Beaucoup de monde partout. Certaines projections refusent du monde, bien qu’on y voie des gens assis par terre…En majorité des jeunes, qui profitent d’un prix d’entrée très attractif (1 dinar au lieu de 3 ou 4 le reste de l’année) mais mon voisin, financier, prend chaque année un congé pour « engranger pour l’année » me dit-il. Les films tunisiens présentés au festival ne sont pas tous distribués ensuite, d’où l’engouement. Et pour être sûr de trouver une place au Mondial, aux séances de 18h et 21h, quelque soit le pays d’origine du film, il vaut mieux ne pas s’y prendre au dernier moment. L’autre soir, Emmanuelle Béart, arrivée après ses collègues du jury, a failli ne pas pouvoir entrer ; elle n’est pas connue ici, et, son apparence ne révèle pas la star qu’elle est en France !

Isabelle et Boubacar Diallo

15h - Au Cinémafricart, petite salle toute neuve dans l’hôtel Africa, Boubacar et Isabelle Diallo présentent leur film Sam le Caïd, dans la sélection « low budget ». Ce film a coûté 50000 euros. Après s’être réjoui de revenir dans la ville où il avait suivi un atelier d’écriture de scénario en 2000, Boubacar Diallo précise : « Devant la désaffection des salles en Afrique de l’Ouest, nous avons décidé de faire un cinéma différent. Ne plus attendre l’argent des guichets du nord, chercher sur le terrain des bailleurs de fond, et surtout, traiter de sujets qui intéressent les gens aujourd’hui » Pari réussi, les salles de Ouaga se remplissent dès l’affichage d’un des films du Dromadaire, sa maison de production gérée par son épouse, Isabelle, qui reconnaît que les cachets très modestes donnés aux acteurs sont compensés par la fidélisation et le nombre de jours de tournage par an. De fait, autour du couple, vit une famille d’acteurs, que le public retrouve dans tous les films. Sam le Caïd met en scène un truand au petit pied, roitelet ouagalais. Faussaire, joueur impénitent, lâche, jouisseur, après s’être ruiné au casino, il monte un plan dont les conséquences en cascades impliquent des policiers véreux, des complices peu fiables, et éclaboussent dans leur chute quelques braves gens qui se trouvaient là. Ce n’est pas tant l’histoire de ce polar qui importe, mais son propos et la façon de l’habiller. Une langue truffée d’expressions imagées, - « Ne me parle pas aujourd’hui, j’ai mal la migraine ! » -, qui fait merveille, des situations quotidiennes tournées en dérision, -relations en famille, entre copains - le bon rythme.

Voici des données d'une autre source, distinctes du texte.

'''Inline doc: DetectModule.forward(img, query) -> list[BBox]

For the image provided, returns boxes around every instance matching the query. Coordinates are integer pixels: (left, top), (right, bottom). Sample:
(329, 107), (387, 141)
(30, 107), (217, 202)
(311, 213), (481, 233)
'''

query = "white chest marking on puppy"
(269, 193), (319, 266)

Le dernier film du réalisateur est d’ores et déjà retenu pour la compétition du prochain Fespaco, il traite de l’esclavage et, actuellement, est en kinescopage

Une terrasse Bd H. Bourguiba

17h - Au 4 ° Art : Compétition officielle Vidéo, 2 films
Divorce de Manouchka Kelly Laboula, une jeune Gabonaise (40’). Ou comment un couple uni par le mariage coutumier, essaie de rompre cet engagement, comment il n’y parviendra pas, se réconciliera et se mariera devant le maire et le curé. La force de la tradition dans les relations familiales opposée à des situations résolument modernes…. Fraîcheur et force d’un premier film.
Mere-Bi (La Mère) de William Mbaye, Sénégal ( 55’) et qui pourrait durer des heures, tant le personnage est multiple, attachant, passionnant. « Depuis le temps que je tourne autour de ma mère, je me suis dit qu’il fallait poser quelque chose, et ne plus hésiter » déclare-t-il en présentant son film, qui sort juste du mixage. Sa mère, c’est la grande Annette Mbaye d’Erneville, sortie de l’école normale de Rufisque, première femme journaliste africaine, proche de Senghor, après avoir tutoyé l’intelligentsia parisienne dans les années 50, directrice des programmes radio, poète, scénariste, pionnière des luttes d’émancipation des femmes africaines féministe. Liste non exhaustive, et réductrice par force, cette femme magnifique dont la maison fut, est et reste un lieu de rencontres et de lumière, rêve de créer une imprimerie. Elle n’est pas la mère de… c’est lui Ousmane William Mbaye le fils de… qui lui rend hommage dans ce beau film rempli d’amour. Les images, il a dû les acheter aux archives françaises… « Ce sera mon prochain combat : rapatrier les archives africaines qui sont actuelles stockées en France ! » Il n’est pas interdit de l’aider.

Bd Habib Bourguiba

21h - Le Mondial. Compétition officielle Teza de Haile Gerima, Ethiopie.
Prix Spécial du jury à la dernière Mostra de Venise, le dernier film de Gerima est précédé de sa réputation. Teza, c’est la rosée. Les enfants jouent aux énigmes. « Je l’ai vu le matin, je reviens, il n’y a plus rien » C’est ainsi que l’éthiopien de Washington, retrace, à travers le destin d’un intellectuel, l’histoire récente de son pays, les violentes convulsions politiques des années 70/8O sous le régime de Mengistu. Les changements intervenus, les désillusions. Anberber, revient chez lui, c’est un homme mûr, blessé, il a perdu une jambe et sa mémoire, hurle toutes les nuits. De quelle guerre réchappe-t-il ? Sa terre lui parle avec force et les images traversent le spectateur. On retient son souffle. Savoir qu’il ait fait un jour des études de médecine en Allemagne ne peut le tirer de sa nuit. Le veut-il ? Grâce au rite de l’eau glacée, les strates se révèlent, toutes porteuses de douleur. Construction en flash-back ; L’enfance heureuse dans une Ethiopie disparue à jamais, les rêves européens du jeune médecin, le retour militant dans son pays, ses utopies confrontées à la violence de la dictature marxiste, sa fuite en Allemagne, pour y rencontrer une autre violence, celle du racisme et revenir, encore, dans ce pays qui ne peut être que le sien malgré tout. Que peuvent comprendre les européens à la complexité de la situation ? Anberber, à bout de douleurs et de renoncement trouve finalement une place…
Rien à dire. Les yeux sont impressionnés d’images inouïes, le corps met du temps à digérer l’onde de choc !

Michèle Solle (Clap noir)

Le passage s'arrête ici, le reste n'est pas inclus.